Or, le troc n’échappe pas au fisc. «Quel que soit le mode de paiement, dès qu’on a un échange de biens ou de services, c’est sûr que la fiscalité s’applique», explique Luc Lacombe, associé chez Raymond Chabot Grant Thornton, à Montréal.
«Cela comprend tout système commercial en vertu duquel des biens ou des services sont fournis en contrepartie d’unités de crédit ou de coupons qui ont une valeur monétaire théorique», indique un porte-parole de Revenu Québec par courriel.
En clair, toute transaction doit être convertie en dollars canadiens. Le client doit ainsi donner un équivalent en dollars à la transaction à laquelle il donne cours, qu’il s’agisse par exemple d’un bien qu’il échange contre un autre bien ou contre un service ou finalement contre des bitcoins.
Une entreprise qui vendrait régulièrement des ordinateurs à un client contre des bitcoins serait assujettie au fisc à deux niveaux. D’une part, elle serait appelée à acheminer vers chaque agence la TPS et la TVQ rattachée aux transactions.
D’autre part, le revenu total gagné à la fin de l’année à partir des transactions en bitcoins serait imposable au même titre que tout le revenu gagné à partir des transactions en dollars.
Statut incertain
Les choses se compliquent avec l’investissement ou la spéculation liés au cours des bitcoins.
Si un client acquiert 1 000 bitcoins à un taux de change de 1 bitcoin pour 1 $ et que quelques mois plus tard, il les revend à 1 500 $, quel est le traitement fiscal de ce profit ? Il pourra s’agir soit d’un gain en capital dont le taux d’inclusion au revenu d’un client s’élève à 50 %, comme ungain d’investissement, soit d’un revenu imposable à 100 %, à l’instar d’un revenu d’entreprise.
La décision découle de plusieurs facteurs, dont le nombre de transactions effectuées par le client, ses connaissances des marchés, son équipement et son engagement en temps, d’après l’Agence du Revenu du Canada (ARC) dans un échange de courriels.
Le profit risque davantage d’être considéré par les autorités fiscales comme un revenu, non comme un gain en capital, si le client négocie fréquemment des bitcoins, les détient pour une courte période et consacre une partie importante de son temps à effectuer ces transactions.
Les transactions relèvent alors de la spéculation sur séance, «ce qui donne généralement ouverture à du revenu d’entreprise plutôt qu’à du gain en capital», précise Revenu Québec.
Toutefois, les bitcoins peuvent constituer un investissement tout à fait légitime.
«Je peux très bien détenir des bitcoins d’une valeur de 3 000 $ dans un compte bancaire pour cinq ans, dit Luc Lacombe.

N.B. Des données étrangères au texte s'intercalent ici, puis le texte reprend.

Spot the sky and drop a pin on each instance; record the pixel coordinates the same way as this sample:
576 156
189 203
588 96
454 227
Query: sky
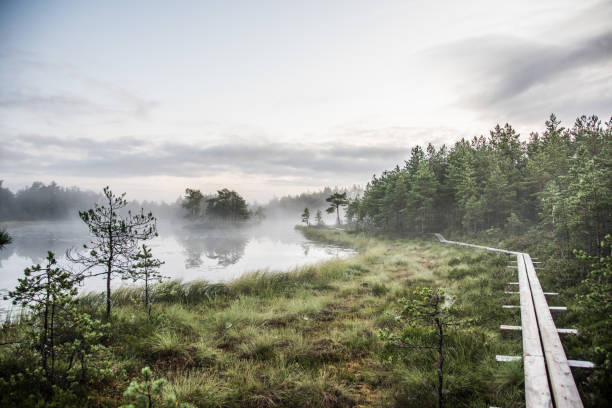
279 97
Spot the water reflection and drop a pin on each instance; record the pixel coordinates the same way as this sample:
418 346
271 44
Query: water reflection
226 247
214 255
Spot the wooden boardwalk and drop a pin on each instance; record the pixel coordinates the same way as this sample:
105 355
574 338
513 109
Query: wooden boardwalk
548 377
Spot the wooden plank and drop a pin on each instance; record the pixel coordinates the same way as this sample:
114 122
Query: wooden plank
581 364
568 331
506 359
537 391
562 382
552 308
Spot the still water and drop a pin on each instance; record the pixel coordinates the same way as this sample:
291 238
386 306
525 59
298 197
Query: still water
213 255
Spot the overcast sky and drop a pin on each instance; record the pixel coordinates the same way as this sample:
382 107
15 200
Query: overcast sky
277 97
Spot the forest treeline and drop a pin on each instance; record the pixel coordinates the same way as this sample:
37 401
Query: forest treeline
559 181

Alors, je n’ai pas à m’imposer chaque année. Mon calcul de gain ou de perte se fera seulement à la fin du terme de cinq ans, au moment où je peux encaisser mon placement.»
Et à ce moment-là, c’est bel et bien un gain ou une perte en capital que réclamera le contribuable.
Par ailleurs, qu’en est-il des transactions en bitcoins qu’un contribuable multiplierait sans jamais sortir des bitcoins, c’est-à-dire sans jamais les convertir en dollars ? Le gain ou la perte accumulé sur ces transactions est-il assujetti au fisc ?
«Il faut qu’une transaction soit réalisée pour que l’on puisse établir les conséquences économiques d’une telle transaction pour les parties, répond Revenu Québec. La détention de bitcoins dont la valeur fluctue dans le temps générera des conséquences fiscales lorsque : soit il sera vendu contre de l’argent ayant cours légal, soit il sera échangé contre un autre bien.»
Bref, tant que le client ne détient que des bitcoins sans aucune conversion en dollars, le fisc ne s’y intéresse pas. Dès qu’il les convertit, que ce soit en argent ou dans une opération de troc (à laquelle il doit assigner une juste valeur marchande), les règles du fisc s’appliquent.
Inquiétudes
Par ailleurs, les autorités canadiennes s’inquiètent encore de cette monnaie virtuelle.
Dans le budget fédéral 2014, le gouvernement a proposé de prendre des mesures réglementaires visant les monnaies virtuelles, comme le bitcoin, dans le cadre de la lutte contre le recyclage des produits de la criminalité et le financement des activités terroristes.
«Les transactions impliquant la monnaie virtuelle, aussi appelée cryptomonnaie, ne sont pas couvertes par le Fonds d’indemnisation des services financiers ni par le Fonds d’assurance-dépôts.
«Les Québécois devraient donc faire preuve de prudence puisqu’ils peuvent s’exposer à des pertes potentielles non couvertes par les régimes d’indemnisation et d’assurance-dépôts actuellement en vigueur lorsqu’ils négocient avec de la monnaie virtuelle», indique l‘Autorité des marchés financiers (AMF), dans un communiqué.